It was my privilege to attend Salesforce’s Lightning Now tour in London, with colleagues and friends. It was a fantastically productive couple of days and we learnt lots about how easy it is to switch to Lightning Experience, even in spite of having lots of incumbent Visualforce and code to update in order to make the switch.
I couldn’t disagree more. As a consultant, I’ve been seeing a fair amount of resistance to lightning – not just on the side of the installed customer base, but amongst colleagues and friends who also work with Salesforce in a customer-facing role. They have their reasons for not wanting to make the switch; when Lightning Experience was first released, I switched for the first time in 2015 – and, to my horror, felt the last 7 years of my career and knowledge draining away from me! It was very different when it was first released; the tabs were now on the left – but it’s possible that Salesforce made the decision to reel the UI back in somewhat in order to phase the feature releases and focus on building adoption. My company was an ISV, and our products weren’t ready for Lightning yet, so I had no real reason to learn it for a while after that. Now, there is no reason to be afraid. It is so easy to learn; jump in with both feet, try configuring only in Lightning for a bit, then see how you feel about it!
This year I changed jobs and decided to have a look at this thing in earnest. While my husband was working through his Trailhead badges, I decided to focus on the one thing I knew would become more important over the coming years, but that I had the least knowledge on, so I tackled some trailhead tasks of my own, which you can find in my Switchover trailmix, if you’re interested. It was worth it. I found configuring Salesforce soo much faster – getting to objects, fields, page layouts was far easier in the Setup area – but more importantly, I could now build some really snazzy pages to make my customers oooh and ahh about.
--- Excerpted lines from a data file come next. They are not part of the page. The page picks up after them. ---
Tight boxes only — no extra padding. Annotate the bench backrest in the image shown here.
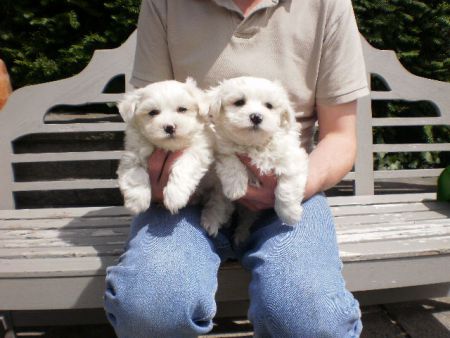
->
[0,33,450,209]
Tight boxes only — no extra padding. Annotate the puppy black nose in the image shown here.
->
[164,124,175,135]
[250,113,262,126]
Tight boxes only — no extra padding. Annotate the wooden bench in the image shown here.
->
[0,33,450,334]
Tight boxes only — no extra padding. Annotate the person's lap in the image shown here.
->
[105,195,361,337]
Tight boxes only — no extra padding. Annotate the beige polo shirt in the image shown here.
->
[131,0,369,150]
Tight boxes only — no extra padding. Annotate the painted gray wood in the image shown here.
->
[0,34,450,209]
[0,29,450,316]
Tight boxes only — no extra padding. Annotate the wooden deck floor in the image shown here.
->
[9,298,450,338]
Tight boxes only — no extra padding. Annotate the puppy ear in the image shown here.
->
[185,77,209,120]
[206,85,222,122]
[117,89,142,122]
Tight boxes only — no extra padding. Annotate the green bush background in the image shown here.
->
[0,0,450,169]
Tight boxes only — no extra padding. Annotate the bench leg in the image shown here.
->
[0,312,16,338]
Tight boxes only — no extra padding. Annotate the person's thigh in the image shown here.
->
[105,206,220,338]
[241,195,362,338]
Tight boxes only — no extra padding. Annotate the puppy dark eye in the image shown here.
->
[233,99,245,107]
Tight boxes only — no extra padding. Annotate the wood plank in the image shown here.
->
[0,216,132,231]
[385,298,450,338]
[343,255,450,291]
[0,225,130,240]
[339,235,450,262]
[331,202,450,217]
[335,210,450,224]
[338,225,450,245]
[327,193,436,206]
[11,150,124,163]
[336,218,450,234]
[0,256,117,279]
[0,235,128,250]
[12,179,119,191]
[0,206,130,220]
[0,242,125,259]
[374,168,444,179]
[34,122,126,133]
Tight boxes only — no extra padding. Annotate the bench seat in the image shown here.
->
[0,193,450,310]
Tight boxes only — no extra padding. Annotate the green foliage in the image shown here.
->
[353,0,450,81]
[0,0,140,88]
[353,0,450,170]
[0,0,450,169]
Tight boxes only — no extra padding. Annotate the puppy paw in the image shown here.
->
[163,183,189,214]
[124,189,151,215]
[222,185,247,201]
[275,203,303,226]
[200,213,220,237]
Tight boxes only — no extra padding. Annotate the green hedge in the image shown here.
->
[0,0,450,169]
[0,0,140,88]
[0,0,450,88]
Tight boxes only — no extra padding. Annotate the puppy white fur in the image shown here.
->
[204,77,308,242]
[117,78,213,214]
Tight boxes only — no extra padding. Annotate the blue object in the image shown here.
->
[105,195,362,338]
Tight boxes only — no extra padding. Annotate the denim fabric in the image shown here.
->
[105,195,362,338]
I was getting a bit excited about the possibilities myself.
Lightning is a reimagined experience; it’s not Classic with a new skin. It works on a completely different framework, driven by metadata. Salesforce took a bunch of UX guys, kicked the Product Managers out, locked them in a building together and asked them to redesign the user interface from scratch, with user productivity, efficiency and activity at the forefront of the design. The result was a new, component-based framework, incorporating standard, custom and AppExchange components that everyone can make. A far greater opportunity to be creative and make your Salesforce org your own.
Developers shout the loudest about sticking with Classic, but it’s developers who stand to gain the most from the switchover. I spent the last few days in a workshop, taking existing Visualforce pages and re-skinning them using <slds /> and the Lightning Design System; if I can do it with no development experience at all, I am certain you can too!
Coding is slightly different for Lightning components, and I can’t profess to offer anything particularly useful in terms of technical trade-offs here, but I’d definitely recommend this project, to show you how simple it is.
It takes a change in mindset to make the switch – possibly some political battles with others who need convincing, but the fact is, Lightning Experience is not going away. In my view, it is far better to face it now, put the time in to learn more and reduce future technical debt. I’ll be recommending Lightning Experience for all new implementations and I look forward to hearing more stories about how switchover projects have progressed over the coming years.